Why Gay Marriage is Not Really About Gay People
The gay marriage debate isn't really about whether or not gays should be allowed to participate in the civil or religious ceremony known as marriage. Rather, it is about the ideologically driven movement to undermine and marginalize traditional marriage as a social institution for the raising of children, the protection of women, and the provision of care to the elderly. At the risk of hurting their feelings, gays are just a useful prop in the progressive-socialist effort to destroy the existing social safety net of marriage, and replace it with a state controlled system of government dependence and control.
To contextualize the debate, for thousands of years mankind has recognized that the most stable, most successful model for the rearing of children was the two parent, male/female, model. Other models, such as shared parenting, single or mostly single parenting, or even militarized parenting, have been tried, and found to be evolutionary dead ends. Societies that embraced them have failed over time as their children failed to compete successfully against children raised under the two parent model.
With this understanding, marriage can be viewed as a social construct designed to recognize and reinforce that model. Not because it is particularly good for the adults involved, but rather because it is good for the long-term survival of the greater society.

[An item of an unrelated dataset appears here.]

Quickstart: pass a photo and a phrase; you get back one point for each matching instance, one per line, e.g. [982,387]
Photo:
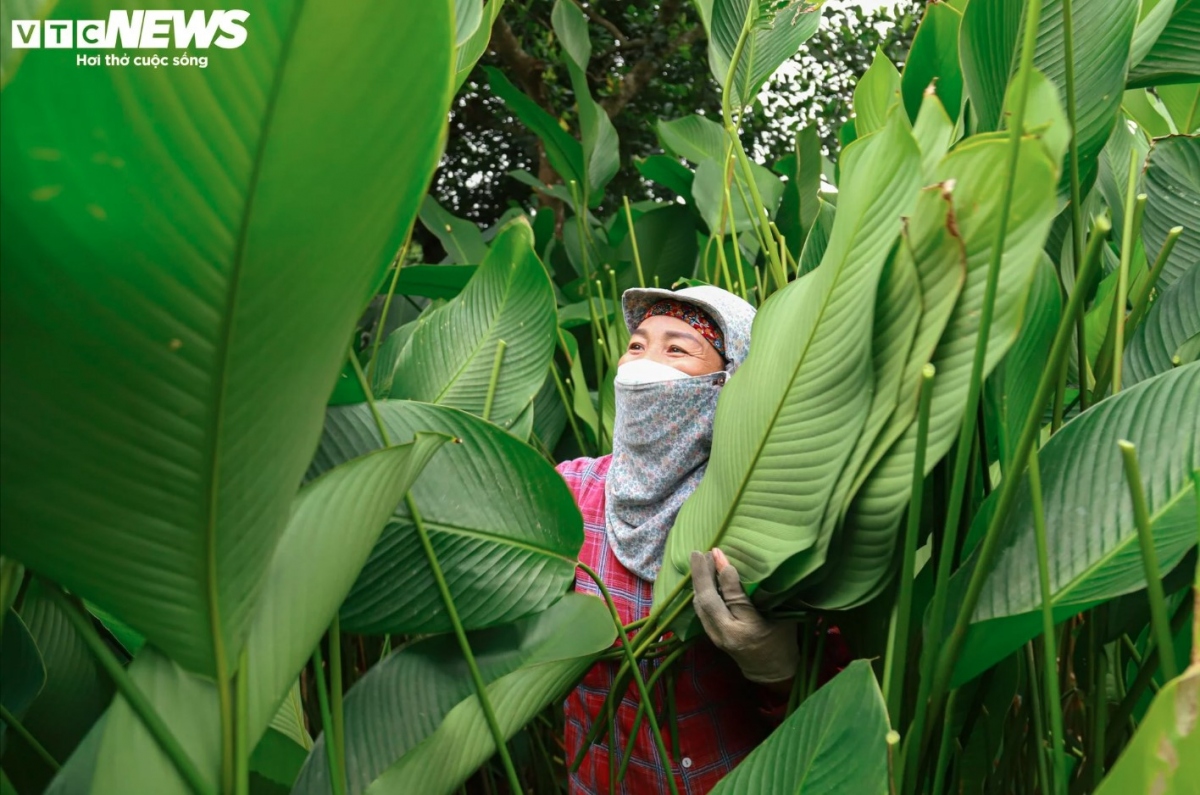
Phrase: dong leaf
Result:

But even though the well being of the adults is not the primary purpose, married couples and women, in particular, benefit as well. Studies show that married couples, assumed to be more or less monogamous, live longer, have lower overall health care costs, and tend to be happier than singles of either sex, the divorced, or the widowed. Studies also show married women and their children are less likely to be victims of violence
So, if marriage is so good for children, women, and the elderly, why is it being attacked? The answer is because it is too good. Children raised in stable, two parent families are 50% more likely to be successful than their counterparts raised by single parents. Children raised under the two parent model are less likely to be involved with drugs, end up living in poverty, or be involved with crime, than their single parent counterparts.

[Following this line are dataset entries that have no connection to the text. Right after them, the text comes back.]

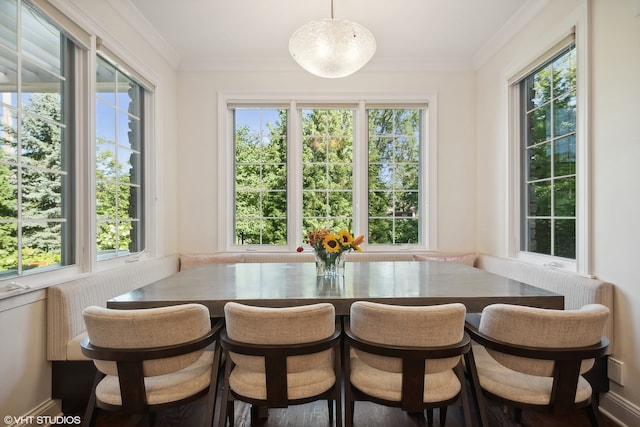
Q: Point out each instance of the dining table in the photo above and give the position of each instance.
(293, 284)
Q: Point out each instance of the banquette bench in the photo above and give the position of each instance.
(72, 373)
(577, 290)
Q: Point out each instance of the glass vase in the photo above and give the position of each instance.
(329, 264)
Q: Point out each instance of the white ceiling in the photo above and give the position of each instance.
(410, 34)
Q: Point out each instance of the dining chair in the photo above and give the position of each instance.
(534, 358)
(151, 359)
(406, 357)
(277, 357)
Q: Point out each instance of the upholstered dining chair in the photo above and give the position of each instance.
(276, 357)
(533, 358)
(150, 359)
(406, 357)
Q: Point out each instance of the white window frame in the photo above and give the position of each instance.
(89, 39)
(294, 152)
(576, 23)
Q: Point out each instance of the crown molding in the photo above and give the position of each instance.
(141, 24)
(512, 27)
(287, 64)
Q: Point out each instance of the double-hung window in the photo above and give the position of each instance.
(548, 135)
(47, 151)
(299, 167)
(37, 226)
(548, 153)
(119, 162)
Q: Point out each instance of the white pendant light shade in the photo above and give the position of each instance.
(332, 48)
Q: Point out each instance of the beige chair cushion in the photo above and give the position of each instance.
(538, 327)
(427, 326)
(147, 328)
(514, 385)
(190, 261)
(467, 259)
(311, 382)
(164, 388)
(388, 385)
(308, 375)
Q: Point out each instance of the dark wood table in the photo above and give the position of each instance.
(291, 284)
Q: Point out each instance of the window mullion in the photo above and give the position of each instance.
(360, 170)
(294, 177)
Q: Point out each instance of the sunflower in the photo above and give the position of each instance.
(332, 243)
(356, 243)
(345, 238)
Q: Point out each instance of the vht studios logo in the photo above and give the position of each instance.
(43, 420)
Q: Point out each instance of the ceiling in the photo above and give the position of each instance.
(254, 34)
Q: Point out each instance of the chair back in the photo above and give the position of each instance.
(542, 328)
(280, 326)
(147, 328)
(424, 326)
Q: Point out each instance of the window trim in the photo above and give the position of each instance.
(578, 26)
(294, 102)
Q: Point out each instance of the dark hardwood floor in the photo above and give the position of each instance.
(366, 415)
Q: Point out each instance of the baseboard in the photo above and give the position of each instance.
(620, 410)
(46, 414)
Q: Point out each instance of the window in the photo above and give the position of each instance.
(119, 162)
(37, 227)
(261, 176)
(548, 153)
(327, 169)
(295, 171)
(394, 175)
(47, 148)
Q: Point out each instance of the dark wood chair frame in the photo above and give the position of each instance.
(130, 374)
(276, 375)
(413, 372)
(566, 373)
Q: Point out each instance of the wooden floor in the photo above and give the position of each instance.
(366, 415)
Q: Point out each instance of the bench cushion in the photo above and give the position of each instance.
(66, 301)
(578, 290)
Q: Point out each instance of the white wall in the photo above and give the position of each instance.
(615, 149)
(25, 374)
(199, 201)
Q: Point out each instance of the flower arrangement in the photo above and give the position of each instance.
(329, 247)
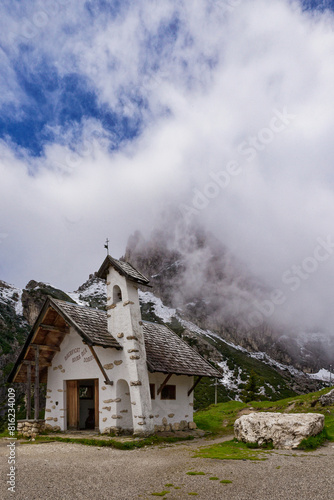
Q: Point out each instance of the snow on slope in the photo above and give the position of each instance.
(166, 314)
(323, 374)
(96, 289)
(12, 295)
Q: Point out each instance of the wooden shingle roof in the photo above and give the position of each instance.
(165, 351)
(92, 323)
(123, 268)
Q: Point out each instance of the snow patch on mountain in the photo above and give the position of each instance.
(94, 288)
(229, 379)
(323, 374)
(12, 295)
(167, 313)
(163, 312)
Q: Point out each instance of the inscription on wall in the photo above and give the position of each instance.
(78, 353)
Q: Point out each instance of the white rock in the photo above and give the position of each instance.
(327, 399)
(285, 430)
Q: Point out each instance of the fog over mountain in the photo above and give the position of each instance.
(117, 117)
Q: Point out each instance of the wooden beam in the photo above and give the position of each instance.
(28, 392)
(104, 373)
(45, 347)
(53, 328)
(164, 383)
(36, 382)
(40, 364)
(195, 384)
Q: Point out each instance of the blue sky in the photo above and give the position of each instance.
(111, 111)
(53, 100)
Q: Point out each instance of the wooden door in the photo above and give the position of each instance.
(72, 404)
(96, 402)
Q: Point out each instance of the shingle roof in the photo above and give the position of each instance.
(167, 353)
(92, 323)
(124, 268)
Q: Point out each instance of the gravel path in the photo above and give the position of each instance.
(72, 471)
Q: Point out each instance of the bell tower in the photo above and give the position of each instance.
(125, 325)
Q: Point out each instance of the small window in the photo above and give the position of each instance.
(168, 392)
(117, 294)
(86, 392)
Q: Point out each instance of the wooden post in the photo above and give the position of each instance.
(195, 385)
(36, 382)
(28, 392)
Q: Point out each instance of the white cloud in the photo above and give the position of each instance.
(217, 86)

Women who are married are 400% safer than their unmarried or divorced counterparts, and are 60% less likely to be living in poverty. Marriage also provides benefits to the elderly, with elderly married adults being less likely to require expensive health care and extensive government services as they age.
But, for progressives, the effectiveness of marriage in providing protection and support are obstacles to their political objectives. Children raised in two parent families are less likely to need or demand a larger, more powerful government in order to receive more government services, and elderly couples that can take care of themselves are less likely to vote for the politicians that want them to trade their freedom for more services. Simply put, progressives see the destruction of the traditional marriage as the key to establishing the progressive state.

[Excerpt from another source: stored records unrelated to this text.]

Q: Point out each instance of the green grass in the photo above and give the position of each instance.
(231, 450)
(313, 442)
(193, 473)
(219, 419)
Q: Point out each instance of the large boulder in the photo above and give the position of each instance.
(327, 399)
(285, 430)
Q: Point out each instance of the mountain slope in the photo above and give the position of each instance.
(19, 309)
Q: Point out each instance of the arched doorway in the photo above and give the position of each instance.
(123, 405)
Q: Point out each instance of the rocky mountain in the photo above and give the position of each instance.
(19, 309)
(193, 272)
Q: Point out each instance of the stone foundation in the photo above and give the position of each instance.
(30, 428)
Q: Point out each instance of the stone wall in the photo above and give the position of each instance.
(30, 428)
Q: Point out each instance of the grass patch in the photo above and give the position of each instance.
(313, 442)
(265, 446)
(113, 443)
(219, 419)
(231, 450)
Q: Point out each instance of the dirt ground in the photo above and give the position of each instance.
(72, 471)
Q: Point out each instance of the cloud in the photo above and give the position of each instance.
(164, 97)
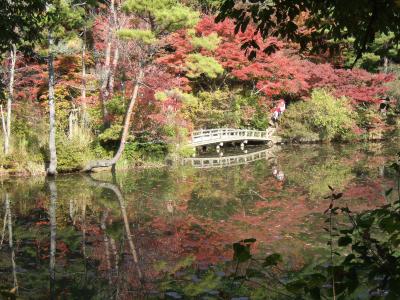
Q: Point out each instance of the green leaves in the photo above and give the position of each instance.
(344, 241)
(241, 250)
(198, 64)
(162, 16)
(272, 260)
(144, 36)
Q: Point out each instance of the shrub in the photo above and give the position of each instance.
(322, 116)
(73, 153)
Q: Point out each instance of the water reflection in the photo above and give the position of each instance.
(115, 236)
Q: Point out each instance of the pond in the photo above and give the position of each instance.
(116, 236)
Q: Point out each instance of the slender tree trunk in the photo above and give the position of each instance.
(105, 77)
(83, 92)
(11, 243)
(113, 69)
(116, 49)
(53, 230)
(385, 64)
(52, 169)
(125, 132)
(7, 136)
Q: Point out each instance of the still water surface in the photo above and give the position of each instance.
(115, 236)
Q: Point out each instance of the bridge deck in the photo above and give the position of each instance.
(220, 135)
(215, 162)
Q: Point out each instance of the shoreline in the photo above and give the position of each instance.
(162, 164)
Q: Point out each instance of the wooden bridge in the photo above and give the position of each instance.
(220, 135)
(235, 160)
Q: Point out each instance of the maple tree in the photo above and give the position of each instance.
(280, 73)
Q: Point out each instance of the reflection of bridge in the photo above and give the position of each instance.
(220, 135)
(212, 162)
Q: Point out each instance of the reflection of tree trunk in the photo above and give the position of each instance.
(107, 247)
(52, 169)
(83, 92)
(114, 188)
(124, 135)
(10, 97)
(11, 243)
(53, 229)
(3, 232)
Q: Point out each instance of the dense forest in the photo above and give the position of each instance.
(307, 207)
(104, 83)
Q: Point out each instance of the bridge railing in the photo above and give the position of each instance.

That is the reason why progressive socialists have been waging a war on marriage for more than 60 years. From Johnson's Great Society, which destroyed the black family by offering copious benefits if black men would just abandon their wives and children, to the feminist movement, which cast marriage as a form of slavery for women, even though women and their children benefit in multiple ways from traditional marriage, to the no-fault divorce laws of the 1970s, to the gay marriage movement of today. Progressives want to diminish the role of marriage as a social institution, and elevate the dependence of children and the elderly on the state for protection and support. The purpose, of course, isn't to provide better protection and support, but rather to establish control over these groups and enforce the dictates of the progressive agenda.
So, to our gay friends, we're sorry but you are being used as pawns in a larger conflict. It really isn't about you. It's about marriage and whether it will continue as an institution that protects women, children, the elderly, and society overall, or whether progressive socialists will be successful in redefining it so as to promote their agenda of larger, more pervasive, government.